I would like to express my gratitude to Zindi for organizing this competition and providing a platform for participants to showcase their skills and expertise. It was an enriching experience that allowed me to enhance my knowledge and proficiency in machine learning and artificial intelligence.
Solution:
 link to solution: Nizar-Charrada/QoS_Prediction_Challenge_Second_Place_Solution: Second Place solution for QoS_Prediction_Challenge by Zindi (github.com) (edited)
I would also like to hear from @CalebEmelike about their solution on achieving a score below 80xxx. Your insights would be greatly appreciated.
Thank you,
Hi @Charrada thank you for your solution. Mine is the pretty same, just i took lag features on all the columns, I didn't groupby. For me the Lag features did the magic. I also trained on just Catboost.
Congratulations @CalebEmelike and @Charrada, i just have a questions, how did you avoid overfitting when using the Lag features? i also used Lag features with Catboost, even though i was getting RMSE scores of 88.... and 89..., with every submission, the RMSE went as high as 105..., 107.., This was my code
data = data.sort_values(by=['day_of_week', 'hour', 'minute', 'second'])

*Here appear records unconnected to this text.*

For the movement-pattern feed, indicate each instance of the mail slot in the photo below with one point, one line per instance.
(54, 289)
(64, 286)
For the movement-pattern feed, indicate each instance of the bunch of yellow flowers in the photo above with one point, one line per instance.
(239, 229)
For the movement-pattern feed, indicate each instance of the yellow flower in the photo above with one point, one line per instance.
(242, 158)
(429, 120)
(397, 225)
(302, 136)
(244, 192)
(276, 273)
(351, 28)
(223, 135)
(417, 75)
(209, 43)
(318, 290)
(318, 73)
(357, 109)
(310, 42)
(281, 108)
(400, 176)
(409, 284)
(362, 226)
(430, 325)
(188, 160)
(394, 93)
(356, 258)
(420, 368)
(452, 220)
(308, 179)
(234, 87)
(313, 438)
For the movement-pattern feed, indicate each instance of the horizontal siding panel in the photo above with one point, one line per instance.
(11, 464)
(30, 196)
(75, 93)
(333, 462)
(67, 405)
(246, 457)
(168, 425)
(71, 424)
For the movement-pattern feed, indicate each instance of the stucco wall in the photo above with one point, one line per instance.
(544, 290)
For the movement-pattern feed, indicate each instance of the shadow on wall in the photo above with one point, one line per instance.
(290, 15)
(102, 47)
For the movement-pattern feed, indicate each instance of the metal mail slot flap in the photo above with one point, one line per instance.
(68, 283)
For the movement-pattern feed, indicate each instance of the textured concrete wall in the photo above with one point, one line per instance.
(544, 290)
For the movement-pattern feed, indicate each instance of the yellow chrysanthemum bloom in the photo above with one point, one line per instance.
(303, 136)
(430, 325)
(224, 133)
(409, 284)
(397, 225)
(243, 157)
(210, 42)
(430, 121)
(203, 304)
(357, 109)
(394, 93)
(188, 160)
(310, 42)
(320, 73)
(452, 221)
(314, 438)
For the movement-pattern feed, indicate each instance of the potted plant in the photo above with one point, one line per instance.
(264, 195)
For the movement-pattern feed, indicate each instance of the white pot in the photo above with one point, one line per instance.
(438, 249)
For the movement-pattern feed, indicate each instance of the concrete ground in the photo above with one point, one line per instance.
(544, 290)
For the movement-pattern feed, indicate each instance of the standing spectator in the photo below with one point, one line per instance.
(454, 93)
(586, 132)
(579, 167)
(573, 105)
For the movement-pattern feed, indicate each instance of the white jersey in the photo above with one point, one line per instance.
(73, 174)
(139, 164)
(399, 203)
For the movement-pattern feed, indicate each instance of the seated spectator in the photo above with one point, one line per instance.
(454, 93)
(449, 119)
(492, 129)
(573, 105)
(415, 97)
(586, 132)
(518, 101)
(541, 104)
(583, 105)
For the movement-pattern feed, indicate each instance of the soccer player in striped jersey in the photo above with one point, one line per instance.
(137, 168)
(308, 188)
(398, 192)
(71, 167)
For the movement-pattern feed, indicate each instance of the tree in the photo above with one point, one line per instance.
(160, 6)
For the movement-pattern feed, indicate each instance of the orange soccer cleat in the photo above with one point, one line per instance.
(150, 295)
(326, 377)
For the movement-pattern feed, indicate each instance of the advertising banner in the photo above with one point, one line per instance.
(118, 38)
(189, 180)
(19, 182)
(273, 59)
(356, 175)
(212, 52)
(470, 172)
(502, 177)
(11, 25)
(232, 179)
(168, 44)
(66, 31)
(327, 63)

mask = data['operator'] == 1
shifted_values = data[PCell_cols].shift().where(mask)
PCell_result = data[PCell_cols].where(mask) - shifted_values
PCell_result.fillna(0, inplace=True)
And also using Scell_cols, but it kept overfitting, there seemed to be no way around that, How did you avoid overfitting?
Amazing! I did not figure that out,.. Thanks for sharing and congratulations
Honestly How did you guys think of lagging with the train/test timestamp looking like this?? It seems lagging was the trick
To be honest, I dont observe any evidence in this plot suggesting that lagging features are ineffective. In my experience, it was through trial and error that I found success. Additionally, it's important to note that the last timestamp used was specifically for the corresponding device or operator.